There is a limit to what reacting can do once a certain point has been passed. Some damage, once done, cannot be undone. There are no take-backsies in the business world although some would argue that Federal bailouts gave banks a mulligan they did not deserve. You can’t just delete a Tweet and repair the feelings of an entire group of people or appease a world leader.
A war, once started, cannot be stopped in an instant. A nuke, once dropped, cannot be taken back either. In fact, besides the radiation, the financial and political ramifications will last for decades.
The answer is proactive prevention. Why do we seek diplomacy first? Because treaties can be re-written, sanctions lifted. Soldiers cannot be brought back to life or their limbs restored. Reactions cripples. Being proactive has the potential to heal.
Do runners who have worked to be in shape their entire lives still die of heart disease or other chronic issues? Yes. Can a non-smoker who has never worked around hazardous chemicals or inhaled toxins die of lung cancer? Sure. But those are the exception rather than the rule. Those who are proactive and take care of themselves are much more likely to live longer.
Businesses with a solid business plan tend to last. Preparation sets them up for long term success, and anticipating setbacks helps the company weather them when, not if, they come. Wall planned businesses fail from time to time, but they again these are the exception, not the rule.
President Trump has not shown that being proactive is a quality he possesses or practices. When something happens, he reacts.
When the desire for fame combined with greed in Atlantic City, he failed because there was no sound business plan. When he failed to research his potential customer, his airline failed.
He thought business acumen would be enough in areas he knew mothing about, and when they failed, he placed blame elsewhere.
Perhaps in love like nowhere else, President Trump is self-aware. In his divorces, he did admit fault, at least in part. His craving for the limelight drove him to be much more public about both than he perhaps should have. Still, at least he did not lay the blame at the feet of Ivana or Marla, and seems to have settled into a workable relationship with Melania.

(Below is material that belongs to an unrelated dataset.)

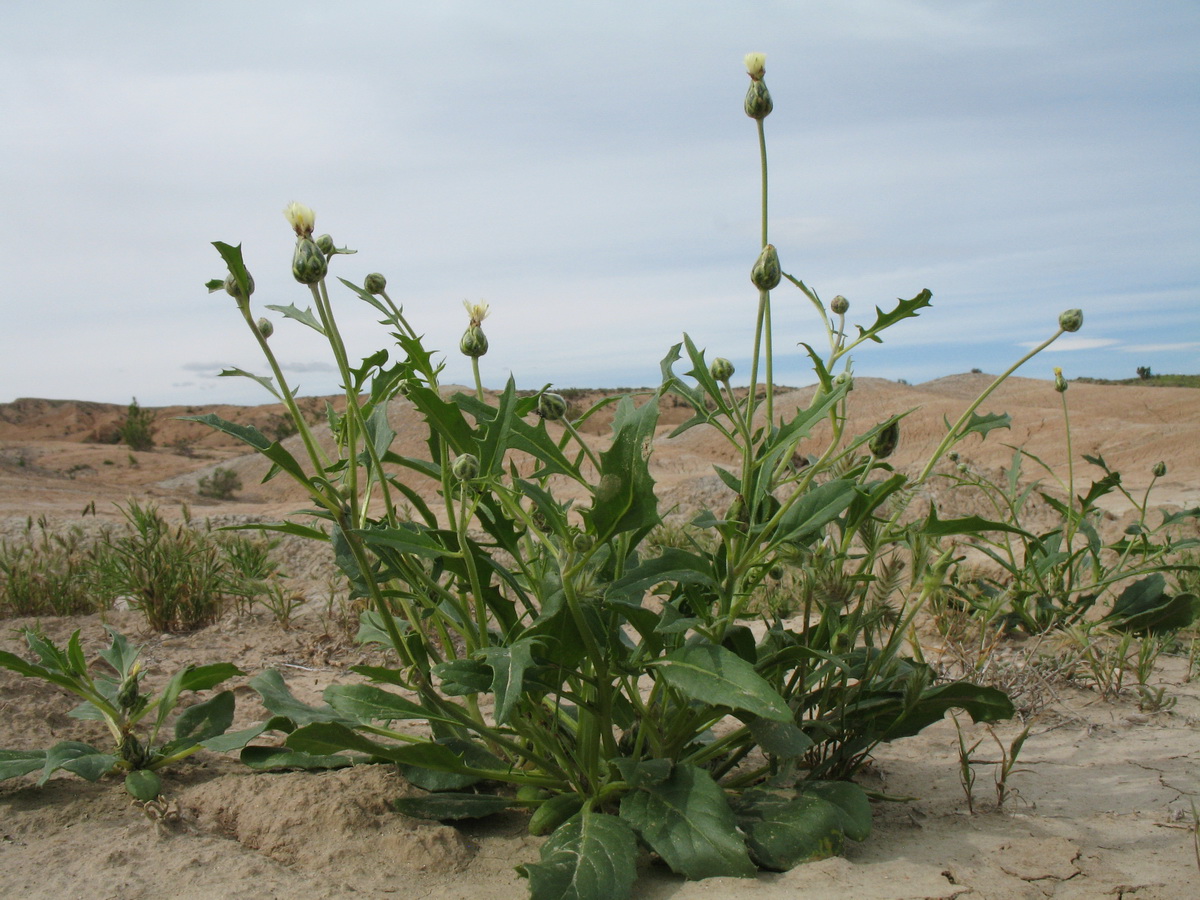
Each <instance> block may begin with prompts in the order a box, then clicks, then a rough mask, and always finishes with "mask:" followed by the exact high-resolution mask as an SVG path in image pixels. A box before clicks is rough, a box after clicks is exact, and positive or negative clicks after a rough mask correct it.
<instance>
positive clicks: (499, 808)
mask: <svg viewBox="0 0 1200 900" xmlns="http://www.w3.org/2000/svg"><path fill="white" fill-rule="evenodd" d="M391 805H392V809H395V810H396V811H397V812H400V814H401V815H403V816H408V817H409V818H433V820H437V821H439V822H454V821H457V820H460V818H485V817H486V816H492V815H496V814H497V812H503V811H504V810H506V809H509V808H511V806H512V800H511V799H510V798H508V797H497V796H496V794H493V793H452V792H444V793H427V794H422V796H420V797H397V798H396V799H395V800H392V802H391Z"/></svg>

In the Presidency, though, Trump has responded much as he has in business over the years. When things don’t work, someone else is to blame. There seems to be no overall plan for the presidency-no theme, no overall goal that all the little actions he is trying to take support. Make America Great Again (MAGA) is too broad: it makes a great slogan, but leaves way too much open to interpretation.
If Charlottesville and much of the other division in the country are an indication, the slogan is not working. American is more divided than ever, the opposite of greatness.
The problem with Trump’s reactions is that they are just that: reactions. We can’t succeed as a nation with a reactionary President. Until we have a plan, a proactive agenda, America will struggle. Although we are still one of the greatest nations in the world, we are in a precarious spot.
Those who oppose Trump can’t fall into his trap. They can’t just react: that plays right into his hands, and makes our country look even more foolish to the rest of the world. No, those who wish to bring about real change need to be proactive. There needs to be a plan.